= W. T. Williams =

Australian botanist (1913–1995)

William Thomas Williams FAA OBE (18 April 1913 – 15 October 1995) was an English and Australian botanist and plant taxonomist, known for his work on algorithms for numerical taxonomy.

==Biography==
Williams was born 18 April 1913 in Fulham, London, England, the only child of a Welsh coal miner.
He went to the Stationers' Company's School in London and then to the Imperial College of Science and Technology, also in London, from which he earned a
bachelor's degree 1933, a PhD and diploma in 1940, and a D.Sc. in 1956. While studying for his PhD,
Williams taught at Imperial College from 1933 to 1936, and at Sir John Cass Technical College from 1936 to 1940.

During World War II, he served in the Royal Artillery, Royal Army Ordnance Corps, and Royal Electrical and Mechanical Engineers. He enlisted as a private (neglecting to inform the military about his degrees) but eventually reached the rank of major.

After the war, he became a lecturer at Bedford College for Women, where he stayed from 1946 to 1951. He then moved to the University of Southampton, where he was professor of botany and head of the department of botany from 1951 to 1965.
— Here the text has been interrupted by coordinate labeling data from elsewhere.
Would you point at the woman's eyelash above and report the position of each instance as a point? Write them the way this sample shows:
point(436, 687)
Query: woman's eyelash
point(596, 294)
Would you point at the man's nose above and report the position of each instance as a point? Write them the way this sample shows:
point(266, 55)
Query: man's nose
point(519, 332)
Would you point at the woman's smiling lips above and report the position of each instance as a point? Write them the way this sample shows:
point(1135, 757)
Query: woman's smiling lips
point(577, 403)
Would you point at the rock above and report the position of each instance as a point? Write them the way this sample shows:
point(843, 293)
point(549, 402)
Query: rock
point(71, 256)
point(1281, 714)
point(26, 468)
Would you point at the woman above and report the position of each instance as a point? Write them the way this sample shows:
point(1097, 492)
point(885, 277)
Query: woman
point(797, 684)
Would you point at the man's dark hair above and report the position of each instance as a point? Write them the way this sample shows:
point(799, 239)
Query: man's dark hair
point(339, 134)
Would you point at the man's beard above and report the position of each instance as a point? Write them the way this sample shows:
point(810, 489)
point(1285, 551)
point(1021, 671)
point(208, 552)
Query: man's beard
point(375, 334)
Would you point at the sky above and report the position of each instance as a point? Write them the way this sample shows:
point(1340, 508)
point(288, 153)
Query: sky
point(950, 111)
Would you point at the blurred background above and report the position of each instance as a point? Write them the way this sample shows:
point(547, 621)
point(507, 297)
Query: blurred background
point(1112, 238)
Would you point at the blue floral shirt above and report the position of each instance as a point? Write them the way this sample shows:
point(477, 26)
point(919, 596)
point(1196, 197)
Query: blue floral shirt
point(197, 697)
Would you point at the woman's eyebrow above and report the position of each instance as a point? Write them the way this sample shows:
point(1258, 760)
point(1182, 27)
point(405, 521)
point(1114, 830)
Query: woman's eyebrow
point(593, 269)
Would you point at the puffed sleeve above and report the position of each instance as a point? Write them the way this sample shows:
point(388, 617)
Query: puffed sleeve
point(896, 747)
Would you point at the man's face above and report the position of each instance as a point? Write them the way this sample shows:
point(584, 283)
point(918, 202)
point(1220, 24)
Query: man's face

In 1965, Williams' former Southampton colleague Godfrey Lance invited him to visit the Commonwealth Scientific and Industrial Research Organisation (CSIRO) in Canberra, Australia. A year later, Williams moved to CSIRO himself, at the same time becoming an Australian citizen. He worked in CSIRO's Division of Computing Research in Canberra from 1966 to 1968, and then transferred to the Division of Tropical Pastures in Brisbane, where he worked from 1968 to 1973.

Williams retired from CSIRO in 1973, at which point he moved from Brisbane to Townsville. During his retirement he continued to work as a consultant for several institutions.

==Research==
Williams' early work was on plant physiology, and more specifically on leaf expansion and the function of the Stomata. However, while at Southampton he became interested in more mathematical and statistical research topics such as the spatial distribution of plants. At the same time, he began writing software for his statistical analysis, using the Ferranti Pegasus computer then available at Southampton's computer centre. The centre's director, Godfrey Lance, was later to become a regular research collaborator of Williams.

Williams' most heavily cited research work, with Lance, makes the observation that five different hierarchical clustering strategies then in use could all be related to each other: all five use formulas for the distance between clusters that vary only in the weights of certain numerical coefficients. This unification allowed the coefficients to be chosen based on their effect on the overall clustering rather than, as had been done before, selecting the clustering strategy on an ad hoc basis.

Williams and Lance also introduced the Canberra distance, a form of Manhattan distance between pairs of points normalised by dividing by the total Manhattan distance of the points from the origin. The normalisation makes this distance measure particularly suited for data sets in which some data values may significantly differ from the rest.

Recognizing the general applicability of these methods, Williams went on at CSIRO to apply them to problems other than plant taxonomy, as well as to the classification of angiosperms and grasses. In this work, he viewed numerical taxonomy as a form of exploratory data analysis, intended more to generate new hypotheses than to confirm them.

==Other activities==
Williams was an avid composer of mathematical puzzles; for instance, he wrote the cross-figure puzzle "The Little Pigley Farm" (also known as Dog's Mead, Little Pigley, Little Piggly Farm, Little Pigsby, Pilgrims' Plot, or Dog Days) which he first published in 1935 in The Strand Magazine.

Long a self-taught piano player, Williams took lessons after moving to Australia, earned a credential, and taught piano himself. He also organised the first North Queensland Piano Competition.

==Awards and honours==
In 1973, the University of Queensland awarded Williams an honorary doctorate. He was elected as a fellow of the Australian Academy of Science in 1978, and in 1980 he became an officer of the Order of the British Empire.